By the Court.Order affirmed.
NOTES
[] Petition to review denied.
[1] According to an indemnification agreement in the record, the appellants alleged that Houlihan and Goy were injured while allegedly engaged in the examination of certain equipment designed, manufactured, assembled and/or sold by Square D Company or its subsidiary.
[2] In general, a third-party tortfeasor has no remedy against an employer because ch. 102, STATS., makes the payment of worker's compensation the employer's exclusive liability for work-related injuries. Mulder v. Acme-Cleveland Corp., 95 Wis. 2d 173, 177-78, 290 N.W.2d 276, 278 (1980). Thus, where a negligent third party is held liable to an injured worker, it cannot require contribution from an employer even if the employer was substantially more at fault than the third party. Id. However, our supreme court has recognized that the employer can forego its statutory limitation of liability to third persons by an express contract for indemnification. Young v. Anaconda Am. Brass Co., 43 Wis. 2d 36, 53-54, 168 N.W.2d 112, 122 (1969).

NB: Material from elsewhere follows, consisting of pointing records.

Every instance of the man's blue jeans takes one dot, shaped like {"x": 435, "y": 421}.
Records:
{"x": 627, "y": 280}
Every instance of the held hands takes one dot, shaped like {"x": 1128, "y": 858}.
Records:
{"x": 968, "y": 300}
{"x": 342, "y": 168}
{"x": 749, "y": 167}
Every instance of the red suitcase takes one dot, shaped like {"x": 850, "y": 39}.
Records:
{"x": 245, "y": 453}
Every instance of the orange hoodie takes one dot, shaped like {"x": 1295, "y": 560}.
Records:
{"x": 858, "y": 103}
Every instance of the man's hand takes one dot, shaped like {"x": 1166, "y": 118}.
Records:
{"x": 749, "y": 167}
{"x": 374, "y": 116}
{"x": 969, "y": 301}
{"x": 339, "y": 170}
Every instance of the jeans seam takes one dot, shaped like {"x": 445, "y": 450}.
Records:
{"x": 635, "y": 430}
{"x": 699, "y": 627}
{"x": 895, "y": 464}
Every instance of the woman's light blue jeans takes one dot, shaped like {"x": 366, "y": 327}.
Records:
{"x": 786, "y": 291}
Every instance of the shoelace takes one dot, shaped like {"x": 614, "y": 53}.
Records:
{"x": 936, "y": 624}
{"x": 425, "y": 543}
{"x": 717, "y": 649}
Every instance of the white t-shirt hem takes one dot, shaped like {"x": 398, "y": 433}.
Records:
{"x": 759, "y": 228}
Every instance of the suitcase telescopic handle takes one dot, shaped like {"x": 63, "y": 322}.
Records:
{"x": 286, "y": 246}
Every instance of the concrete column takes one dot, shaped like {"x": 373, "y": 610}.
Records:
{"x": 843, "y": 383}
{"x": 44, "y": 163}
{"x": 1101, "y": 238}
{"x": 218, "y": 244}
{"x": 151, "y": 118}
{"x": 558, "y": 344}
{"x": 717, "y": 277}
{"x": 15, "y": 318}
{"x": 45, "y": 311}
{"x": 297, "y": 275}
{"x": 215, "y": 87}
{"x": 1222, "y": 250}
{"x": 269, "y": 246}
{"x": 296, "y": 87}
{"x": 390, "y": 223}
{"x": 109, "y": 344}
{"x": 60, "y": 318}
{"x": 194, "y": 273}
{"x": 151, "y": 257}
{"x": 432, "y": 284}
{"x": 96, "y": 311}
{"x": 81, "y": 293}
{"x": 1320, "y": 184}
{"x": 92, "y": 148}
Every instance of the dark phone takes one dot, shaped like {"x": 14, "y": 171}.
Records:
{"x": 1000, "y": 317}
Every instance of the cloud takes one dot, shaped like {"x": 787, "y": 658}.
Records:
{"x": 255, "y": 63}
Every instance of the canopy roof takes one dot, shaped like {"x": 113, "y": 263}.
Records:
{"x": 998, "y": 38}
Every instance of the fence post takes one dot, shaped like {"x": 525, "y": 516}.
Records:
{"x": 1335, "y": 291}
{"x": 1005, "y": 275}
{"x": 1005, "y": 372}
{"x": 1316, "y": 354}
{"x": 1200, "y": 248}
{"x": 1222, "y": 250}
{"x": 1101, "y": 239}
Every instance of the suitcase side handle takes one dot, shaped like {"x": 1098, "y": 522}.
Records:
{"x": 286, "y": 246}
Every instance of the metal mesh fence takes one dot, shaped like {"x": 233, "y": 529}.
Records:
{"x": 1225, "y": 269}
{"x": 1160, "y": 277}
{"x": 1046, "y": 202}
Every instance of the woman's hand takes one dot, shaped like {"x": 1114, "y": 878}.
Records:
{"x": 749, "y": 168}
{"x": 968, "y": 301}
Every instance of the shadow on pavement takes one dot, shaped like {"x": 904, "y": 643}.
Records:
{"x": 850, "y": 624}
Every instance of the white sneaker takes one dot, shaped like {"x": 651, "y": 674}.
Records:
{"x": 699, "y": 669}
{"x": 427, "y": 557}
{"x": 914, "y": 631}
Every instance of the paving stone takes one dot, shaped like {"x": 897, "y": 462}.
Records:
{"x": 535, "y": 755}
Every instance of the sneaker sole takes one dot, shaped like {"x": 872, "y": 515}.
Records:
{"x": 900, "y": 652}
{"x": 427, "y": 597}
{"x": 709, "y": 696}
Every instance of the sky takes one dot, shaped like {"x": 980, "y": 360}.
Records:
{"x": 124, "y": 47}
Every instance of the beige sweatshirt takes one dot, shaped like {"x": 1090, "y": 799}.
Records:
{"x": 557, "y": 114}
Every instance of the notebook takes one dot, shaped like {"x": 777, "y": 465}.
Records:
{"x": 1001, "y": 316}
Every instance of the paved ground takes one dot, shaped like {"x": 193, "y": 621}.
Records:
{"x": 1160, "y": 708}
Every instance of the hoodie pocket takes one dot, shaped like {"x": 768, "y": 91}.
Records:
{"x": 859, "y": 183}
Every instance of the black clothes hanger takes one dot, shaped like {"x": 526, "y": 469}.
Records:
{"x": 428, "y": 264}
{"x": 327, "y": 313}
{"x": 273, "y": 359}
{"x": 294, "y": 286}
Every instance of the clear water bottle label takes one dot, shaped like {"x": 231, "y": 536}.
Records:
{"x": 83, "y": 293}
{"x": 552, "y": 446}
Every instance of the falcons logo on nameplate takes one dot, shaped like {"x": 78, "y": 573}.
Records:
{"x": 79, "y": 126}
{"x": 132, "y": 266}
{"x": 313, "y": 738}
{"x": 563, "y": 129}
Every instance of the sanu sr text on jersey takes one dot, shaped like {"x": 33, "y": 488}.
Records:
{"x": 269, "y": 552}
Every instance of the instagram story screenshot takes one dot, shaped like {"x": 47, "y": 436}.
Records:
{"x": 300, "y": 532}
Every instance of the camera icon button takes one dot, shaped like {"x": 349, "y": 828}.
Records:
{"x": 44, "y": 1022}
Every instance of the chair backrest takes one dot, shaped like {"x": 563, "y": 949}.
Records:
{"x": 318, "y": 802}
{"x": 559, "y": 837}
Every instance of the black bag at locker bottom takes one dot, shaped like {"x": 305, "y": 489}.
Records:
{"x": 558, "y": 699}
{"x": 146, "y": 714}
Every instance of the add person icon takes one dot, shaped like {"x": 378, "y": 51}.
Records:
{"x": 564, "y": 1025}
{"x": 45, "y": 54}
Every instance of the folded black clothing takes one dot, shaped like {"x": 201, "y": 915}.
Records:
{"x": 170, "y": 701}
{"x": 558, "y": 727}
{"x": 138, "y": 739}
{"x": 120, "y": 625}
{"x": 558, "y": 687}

[3] We use the phrase "some or all" in reference to Superior's obligations under its indemnification agreement with Brillion because this court has not determined whether the agreement requires Superior to indemnify Brillion solely for Superior's own negligence, or also for Brillion's negligence. We will not interpret the agreement because the parties have not raised the issue and because our decision would be the same under either interpretation.